Wiring It All Together as a Session Lifecycle Script

This orchestrator runs after a Claude Code session ends. It reads the raw log, compresses it, and injects the result into CLAUDE.md so the next session starts with full context. You can trigger this manually or wire it into a post-session hook.

from pathlib import Path

def end_of_session_pipeline(project_root: str = "."):
    log_path = Path(project_root) / ".claude/memory/session_log.jsonl"
    if not log_path.exists() or log_path.stat().st_size == 0:
        return

    raw_log = log_path.read_text()
    # Use Claude for deep compression.
    memory = compress_with_claude(raw_log)
    inject_memory(memory, project_root)

    # Rotate the log so the next session starts fresh.
    archive = log_path.with_suffix(f".{int(log_path.stat().st_mtime)}.jsonl")
    log_path.rename(archive)
    print(f"Memory injected. Log archived to {archive}")

if __name__ == "__main__":
    end_of_session_pipeline()

Gotchas and Production Pitfalls

CLAUDE.md size limits matter. Claude Code reads the entire file into context. If your memory section grows past roughly 4,000 tokens, you're burning context window on history instead of the current task. Set a hard cap on the memory block size and compress aggressively. A good rule: keep the memory section under 2,000 words.

Hook scripts must exit quickly. Claude Code waits for hook processes to complete before continuing. If your capture script makes network calls or runs expensive compression inline, every tool call feels sluggish. The capture hook should be a fast append-to-file operation. Run compression as a separate post-session step, not inside the hook.

Don't store secrets in memory. Your session logs contain file contents, environment variable references, and potentially API keys that appeared in tool outputs. Scrub sensitive patterns before persisting. A regex pass for common key formats (sk-, ghp_, AKIA) catches most leaks.

Heuristic versus LLM compression is a real tradeoff. The heuristic approach (counting files, listing decisions) is free and instant but loses nuance. LLM compression captures reasoning and intent but costs a small API call and adds about 10 seconds of latency at session end. For solo development, heuristic compression works fine.
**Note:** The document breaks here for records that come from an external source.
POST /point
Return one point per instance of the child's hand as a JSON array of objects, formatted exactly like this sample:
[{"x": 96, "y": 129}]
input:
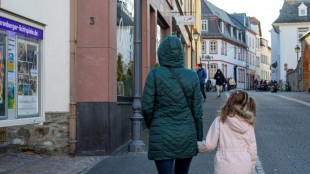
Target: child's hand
[{"x": 201, "y": 147}]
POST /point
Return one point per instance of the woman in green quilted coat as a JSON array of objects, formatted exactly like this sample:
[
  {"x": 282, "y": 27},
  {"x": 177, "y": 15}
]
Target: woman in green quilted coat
[{"x": 174, "y": 121}]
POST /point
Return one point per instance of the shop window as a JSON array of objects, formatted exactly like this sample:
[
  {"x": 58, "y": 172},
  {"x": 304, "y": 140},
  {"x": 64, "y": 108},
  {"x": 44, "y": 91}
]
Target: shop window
[
  {"x": 213, "y": 69},
  {"x": 203, "y": 47},
  {"x": 204, "y": 25},
  {"x": 222, "y": 48},
  {"x": 302, "y": 9},
  {"x": 301, "y": 32},
  {"x": 125, "y": 46},
  {"x": 3, "y": 83},
  {"x": 27, "y": 68},
  {"x": 21, "y": 58}
]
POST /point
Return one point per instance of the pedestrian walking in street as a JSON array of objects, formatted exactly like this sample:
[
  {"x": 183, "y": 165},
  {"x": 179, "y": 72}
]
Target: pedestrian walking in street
[
  {"x": 256, "y": 84},
  {"x": 220, "y": 81},
  {"x": 172, "y": 110},
  {"x": 202, "y": 77},
  {"x": 232, "y": 83},
  {"x": 233, "y": 134},
  {"x": 224, "y": 84}
]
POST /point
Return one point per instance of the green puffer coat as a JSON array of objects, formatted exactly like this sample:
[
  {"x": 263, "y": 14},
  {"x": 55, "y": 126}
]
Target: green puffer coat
[{"x": 174, "y": 128}]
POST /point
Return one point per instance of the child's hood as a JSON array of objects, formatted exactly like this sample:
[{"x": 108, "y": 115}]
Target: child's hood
[{"x": 238, "y": 124}]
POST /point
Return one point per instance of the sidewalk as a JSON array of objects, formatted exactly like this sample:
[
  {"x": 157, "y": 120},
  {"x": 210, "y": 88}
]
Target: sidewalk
[
  {"x": 29, "y": 163},
  {"x": 121, "y": 162},
  {"x": 131, "y": 163}
]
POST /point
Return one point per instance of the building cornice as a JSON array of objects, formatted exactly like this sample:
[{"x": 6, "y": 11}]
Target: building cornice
[{"x": 299, "y": 23}]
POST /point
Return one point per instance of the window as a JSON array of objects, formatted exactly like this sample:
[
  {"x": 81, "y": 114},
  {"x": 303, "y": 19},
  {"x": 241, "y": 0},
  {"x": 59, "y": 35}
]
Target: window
[
  {"x": 21, "y": 57},
  {"x": 301, "y": 32},
  {"x": 213, "y": 47},
  {"x": 250, "y": 59},
  {"x": 204, "y": 25},
  {"x": 302, "y": 9},
  {"x": 302, "y": 12},
  {"x": 125, "y": 47},
  {"x": 213, "y": 69},
  {"x": 203, "y": 47},
  {"x": 257, "y": 62},
  {"x": 225, "y": 48},
  {"x": 222, "y": 48},
  {"x": 225, "y": 71}
]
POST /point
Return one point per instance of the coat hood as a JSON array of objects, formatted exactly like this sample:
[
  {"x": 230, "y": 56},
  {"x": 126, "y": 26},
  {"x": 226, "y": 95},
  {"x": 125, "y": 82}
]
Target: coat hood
[
  {"x": 170, "y": 52},
  {"x": 241, "y": 121},
  {"x": 237, "y": 124},
  {"x": 218, "y": 70}
]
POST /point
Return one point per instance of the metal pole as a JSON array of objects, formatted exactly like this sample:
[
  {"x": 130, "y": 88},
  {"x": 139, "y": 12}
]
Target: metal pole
[
  {"x": 137, "y": 144},
  {"x": 208, "y": 69},
  {"x": 196, "y": 51},
  {"x": 297, "y": 69}
]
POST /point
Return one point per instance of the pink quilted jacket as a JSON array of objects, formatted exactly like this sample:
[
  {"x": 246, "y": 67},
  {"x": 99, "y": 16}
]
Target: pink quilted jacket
[{"x": 236, "y": 146}]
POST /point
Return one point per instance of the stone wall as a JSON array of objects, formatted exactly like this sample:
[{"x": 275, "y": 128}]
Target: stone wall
[{"x": 50, "y": 138}]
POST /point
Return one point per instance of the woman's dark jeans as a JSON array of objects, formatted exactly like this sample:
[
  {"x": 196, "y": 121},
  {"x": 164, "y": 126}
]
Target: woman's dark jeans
[{"x": 167, "y": 166}]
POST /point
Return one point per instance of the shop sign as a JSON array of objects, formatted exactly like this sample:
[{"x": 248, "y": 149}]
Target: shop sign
[
  {"x": 20, "y": 28},
  {"x": 185, "y": 20}
]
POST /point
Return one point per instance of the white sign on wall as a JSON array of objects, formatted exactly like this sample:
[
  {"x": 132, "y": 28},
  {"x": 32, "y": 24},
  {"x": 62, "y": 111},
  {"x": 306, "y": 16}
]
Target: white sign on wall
[{"x": 185, "y": 20}]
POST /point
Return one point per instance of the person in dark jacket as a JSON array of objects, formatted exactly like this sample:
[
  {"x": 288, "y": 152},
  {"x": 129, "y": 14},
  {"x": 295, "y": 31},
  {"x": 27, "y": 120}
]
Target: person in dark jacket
[
  {"x": 202, "y": 77},
  {"x": 220, "y": 81},
  {"x": 174, "y": 117}
]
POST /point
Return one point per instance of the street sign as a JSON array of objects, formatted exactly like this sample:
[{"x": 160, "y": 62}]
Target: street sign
[{"x": 185, "y": 20}]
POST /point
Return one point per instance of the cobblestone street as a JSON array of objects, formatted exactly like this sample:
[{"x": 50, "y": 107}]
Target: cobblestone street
[{"x": 282, "y": 133}]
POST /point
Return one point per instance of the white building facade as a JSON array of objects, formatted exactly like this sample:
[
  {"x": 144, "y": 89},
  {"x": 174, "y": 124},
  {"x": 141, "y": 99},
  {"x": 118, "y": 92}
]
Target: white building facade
[
  {"x": 223, "y": 41},
  {"x": 292, "y": 23}
]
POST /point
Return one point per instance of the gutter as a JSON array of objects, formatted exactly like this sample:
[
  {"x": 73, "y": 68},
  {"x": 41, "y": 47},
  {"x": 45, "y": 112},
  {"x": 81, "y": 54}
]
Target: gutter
[{"x": 72, "y": 121}]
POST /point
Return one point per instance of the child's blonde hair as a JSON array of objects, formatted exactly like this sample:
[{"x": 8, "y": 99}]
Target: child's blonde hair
[{"x": 239, "y": 103}]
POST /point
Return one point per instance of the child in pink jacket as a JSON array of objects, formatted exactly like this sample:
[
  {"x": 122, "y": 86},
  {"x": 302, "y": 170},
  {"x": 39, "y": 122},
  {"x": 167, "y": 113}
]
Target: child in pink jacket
[{"x": 233, "y": 135}]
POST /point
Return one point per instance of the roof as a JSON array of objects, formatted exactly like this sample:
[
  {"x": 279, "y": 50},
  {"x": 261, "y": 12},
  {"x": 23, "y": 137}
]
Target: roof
[
  {"x": 304, "y": 36},
  {"x": 125, "y": 15},
  {"x": 289, "y": 12},
  {"x": 239, "y": 19},
  {"x": 219, "y": 13}
]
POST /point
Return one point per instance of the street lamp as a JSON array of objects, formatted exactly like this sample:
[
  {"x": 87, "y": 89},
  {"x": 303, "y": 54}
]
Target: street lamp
[
  {"x": 196, "y": 37},
  {"x": 208, "y": 59},
  {"x": 297, "y": 50}
]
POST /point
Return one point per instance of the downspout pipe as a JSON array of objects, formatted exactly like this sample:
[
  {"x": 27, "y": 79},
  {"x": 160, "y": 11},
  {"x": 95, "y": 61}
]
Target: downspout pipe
[
  {"x": 72, "y": 120},
  {"x": 137, "y": 144}
]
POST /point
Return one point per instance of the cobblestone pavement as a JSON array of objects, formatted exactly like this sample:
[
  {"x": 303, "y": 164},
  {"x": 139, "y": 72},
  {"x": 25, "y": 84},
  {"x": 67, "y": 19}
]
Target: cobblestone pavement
[
  {"x": 26, "y": 163},
  {"x": 282, "y": 133},
  {"x": 124, "y": 163}
]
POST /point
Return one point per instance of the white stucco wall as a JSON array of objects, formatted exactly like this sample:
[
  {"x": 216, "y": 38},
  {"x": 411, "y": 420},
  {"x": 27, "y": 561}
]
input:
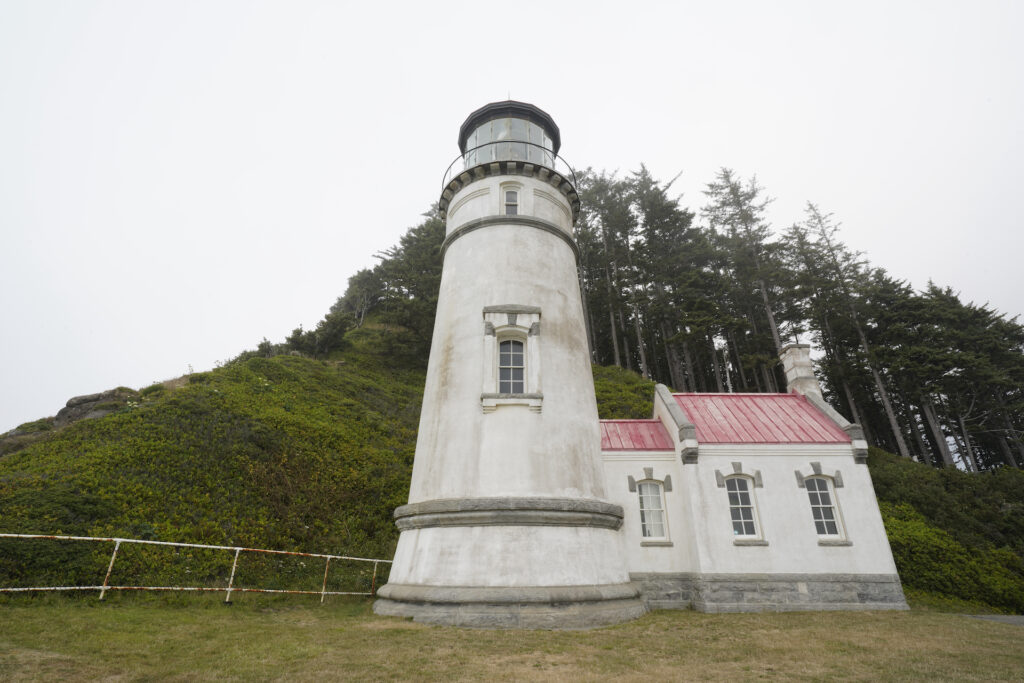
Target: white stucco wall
[
  {"x": 509, "y": 556},
  {"x": 472, "y": 446},
  {"x": 784, "y": 513},
  {"x": 700, "y": 526},
  {"x": 462, "y": 452}
]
For team setups where multiple people resume each other's sessions, LLM compression pays for itself immediately because it captures why decisions were made, not what happened.

The "skills" pattern. Karpathy's approach takes this further: instead of injecting raw session memory, you extract reusable skills (parameterized instructions like "when modifying the auth module, always run the integration tests in tests/auth/ first") and persist those as permanent CLAUDE.md entries. Over time, the agent accumulates project-specific expertise that survives across sessions and across developers. You implement this by adding a second compression pass that filters for generalizable patterns versus session-specific state.